Deferred maintenance refers to repairs to machinery or a building that are delayed. The work to be completed is postponed until the budget is sufficient to permit repairs to be carried out. This delay could be seen as a cost-cutting exercise and a way of achieving budgets. If maintenance is delayed, it usually is due to a lack of funds.
Although it is viewed as a ‘simple decision’ to ignore the need for maintenance, it could cause a higher cost to address the issue and the subsequent repairs. Additionally, delaying the inevitable repair can have a knock-on effect.
If a business doesn’t fix its air conditioning system promptly, it is at risk of an increase in the load on other assets like the electrical systems. This could increase the chance of fire or injury to customers and employees.
Failing to fix issues as they arise can tarnish a brand or cause home repairs to be twice as costly. When deferred maintenance is needed, it is usually because a budgetary or financial limit has been met for a specific month, causing repairs to be deferred until later. It is crucial for those who decide to delay repairs to prioritize those repairs for the month following if no budgetary restrictions are present for the month. It is easy to overlook or ignore the maintenance.
With the significant advancements in technology, both small and medium businesses can quickly invest in an instrument that can detect potential problems before they occur and consequently disrupt operations, costing the company more. Monitoring systems can be used to plan. If maintenance is planned, it will ensure the right and ideal allocation of funds to ensure that any issues that might arise can be dealt with promptly.
For homeowners, it is best to have the funds for repairs. It’s also best to replace a damaged gutter before water continually drips, creating an increase in mold or weakening the foundation of your home.
What Is Deferred Maintenance?
Deferred maintenance definition is simply the practice of placing maintenance issues on a list instead of responding to them promptly. Facilities may choose this method for various reasons that all are based on resources:
Insufficient staff Lack of personnel: Manufacturers are aware of the challenges of maintaining a complete maintenance team. If they are short of staff, it is evident that there are not enough skilled technicians to handle every problem that comes up. Therefore, problems are pushed in the backlog.
Insufficient equipment or parts for problems with inventory management and storeroom mismanagement, or even inventory mistakes, it could be impossible or difficult to locate the proper parts or equipment to carry out repairs. If this is the case, problems are usually pushed in a backlog that can be dealt with later with the appropriate equipment is in stock.
Insufficient time: When you’re under pressure to complete an order, an issue that doesn’t directly result in a shutdown can be misinterpreted as not critical and not worthy of taking the time to address as soon as possible.
Budgets for maintenance are often a bit tight. They are generally kept minimal as possible, allowing facilities to focus on investments perceived as direct contributors to production. The budgets may be stretched to their limit before the final planning year. This results in not-critical repairs being delayed for expected crucial repairs.
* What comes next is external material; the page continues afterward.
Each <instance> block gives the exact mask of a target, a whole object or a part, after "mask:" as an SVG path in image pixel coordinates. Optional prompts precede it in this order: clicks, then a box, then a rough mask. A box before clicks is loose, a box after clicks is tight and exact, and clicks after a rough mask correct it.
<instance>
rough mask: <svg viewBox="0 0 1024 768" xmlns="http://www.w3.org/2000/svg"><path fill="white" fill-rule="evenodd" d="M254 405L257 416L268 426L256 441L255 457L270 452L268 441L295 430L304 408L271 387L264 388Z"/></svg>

Why Deferred Maintenance Matters
While having a significant maintenance backlog is a typical issue, it does not mean that it has to be considered a matter of slackness. Management of deferred maintenance is a crucial aspect of the job of a facility director, maintenance planner and everyone in the company must be aware of the long-term implications the list of tasks can be having.
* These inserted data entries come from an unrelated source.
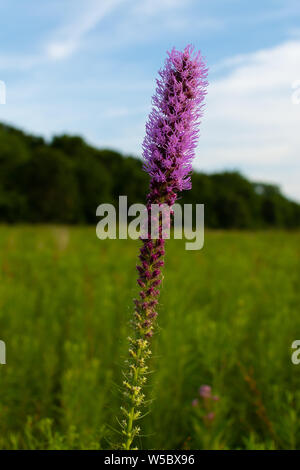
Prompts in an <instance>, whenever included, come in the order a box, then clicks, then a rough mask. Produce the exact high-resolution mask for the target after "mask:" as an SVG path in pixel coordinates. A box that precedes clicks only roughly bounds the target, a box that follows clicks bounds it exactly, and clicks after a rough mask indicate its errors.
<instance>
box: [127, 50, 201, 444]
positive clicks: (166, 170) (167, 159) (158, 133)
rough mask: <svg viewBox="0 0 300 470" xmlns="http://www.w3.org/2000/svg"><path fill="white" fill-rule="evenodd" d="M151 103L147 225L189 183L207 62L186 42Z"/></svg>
mask: <svg viewBox="0 0 300 470" xmlns="http://www.w3.org/2000/svg"><path fill="white" fill-rule="evenodd" d="M159 75H160V78H159V79H158V80H157V88H156V94H155V96H154V97H153V109H152V111H151V113H150V115H149V119H148V122H147V124H146V137H145V139H144V142H143V157H144V170H145V171H146V172H147V173H148V174H149V175H150V191H149V194H148V196H147V215H148V225H149V226H150V223H149V221H151V218H152V215H151V206H152V204H158V205H163V204H164V205H167V206H170V207H172V205H173V204H174V203H175V201H176V198H177V194H178V192H179V191H182V190H186V189H190V188H191V177H190V175H191V171H192V160H193V157H194V152H195V147H196V144H197V139H198V135H199V130H198V127H199V122H200V117H201V115H202V111H203V101H204V97H205V94H206V86H207V81H206V79H207V68H206V66H205V63H204V60H203V58H202V57H201V55H200V53H199V52H198V53H194V50H193V48H192V47H191V46H187V47H186V48H185V49H184V51H182V52H180V51H177V50H175V49H173V50H172V51H171V52H169V53H168V57H167V59H166V62H165V66H164V68H163V69H162V70H161V71H160V72H159ZM158 223H159V237H158V238H157V239H152V238H151V231H150V228H149V226H148V228H147V229H146V233H147V236H146V237H145V238H143V239H142V247H141V249H140V255H139V259H140V264H139V265H138V266H137V271H138V274H139V277H138V280H137V283H138V285H139V286H140V288H141V291H140V292H139V297H140V298H139V299H135V300H134V304H135V311H134V319H133V321H132V323H133V329H134V334H133V335H132V337H130V338H129V342H130V349H129V355H130V359H129V360H128V361H127V372H126V373H125V374H124V375H125V380H124V382H123V385H124V389H125V391H124V395H125V398H126V401H127V403H128V405H127V406H126V407H125V406H124V407H122V412H123V414H124V419H123V421H122V423H121V426H122V433H123V435H124V442H123V444H122V448H123V449H127V450H130V449H132V445H133V441H134V439H135V437H136V436H138V435H139V431H140V429H139V428H138V427H137V426H135V424H134V423H135V421H136V420H137V419H139V418H140V417H141V411H140V409H141V408H142V406H144V405H145V404H146V403H145V397H144V394H143V387H144V385H145V382H146V375H147V372H148V366H147V360H148V359H149V357H150V355H151V349H150V344H151V343H150V338H151V337H152V335H153V331H154V323H155V319H156V317H157V312H156V309H157V304H158V297H159V295H160V290H159V288H158V287H159V286H160V284H161V282H162V279H163V276H162V271H161V268H162V267H163V266H164V255H165V250H164V245H165V240H164V237H163V233H162V222H161V219H160V220H159V221H158Z"/></svg>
The delay in maintenance can have a considerable impact on the safety of the occupants and asset performance and increase the chance of sudden breakdowns. When the maintenance of facilities is delayed in time, the component or asset condition will only worsen. It creates situations in which unpredictable breakdowns will be more common in the short term.
In the long run, this could reduce the useful life of an asset and could require renewal or replacement sooner than planned. All deferred maintenance is not alike. When deciding on the type of maintenance to delay or which tasks in the maintenance backlog should be completed, it is essential to understand the risk that comes with it.
There is also the cost-benefit to consider when deciding to prioritize tasks that are deferred for maintenance. Doing maintenance work in a timely manner is more affordable than dealing with more severe problems later. Let’s consider filter changes in your HVAC, for instance.
The change of filters might appear like a simple way to save some dollars, or perhaps your staff has no time for it, particularly if you have larger maintenance projects taking place. However, the more time the older filters are in use to the extent that dust builds up within your system, the more your system will have to perform. This increases the likelihood of a significant failure taking place.
Why Should Facilities Managers Care?
The main goals of a facility manager are to negotiate with the engineer and the facility owner regarding what repairs must be made, what maintenance is appropriate to which asset, and the best way to ensure that repairs are monitored to keep expenses to the minimum.
Deferred maintenance is a typical problem faced by all facility managers to accomplish the goals that were mentioned earlier. In some situations, delayed maintenance could be an excellent idea to help keep costs for managing facilities lower. However, deferred maintenance reduces the inevitable maintenance delays and the costs that accompany it.
Delaying repairs due to deferred maintenance could put your company at risk and cause costs rising, downtime for assets, and more harm in your organization. If equipment malfunctions, the issue should be addressed quickly so that other systems are only required to make up for the assets in a brief period.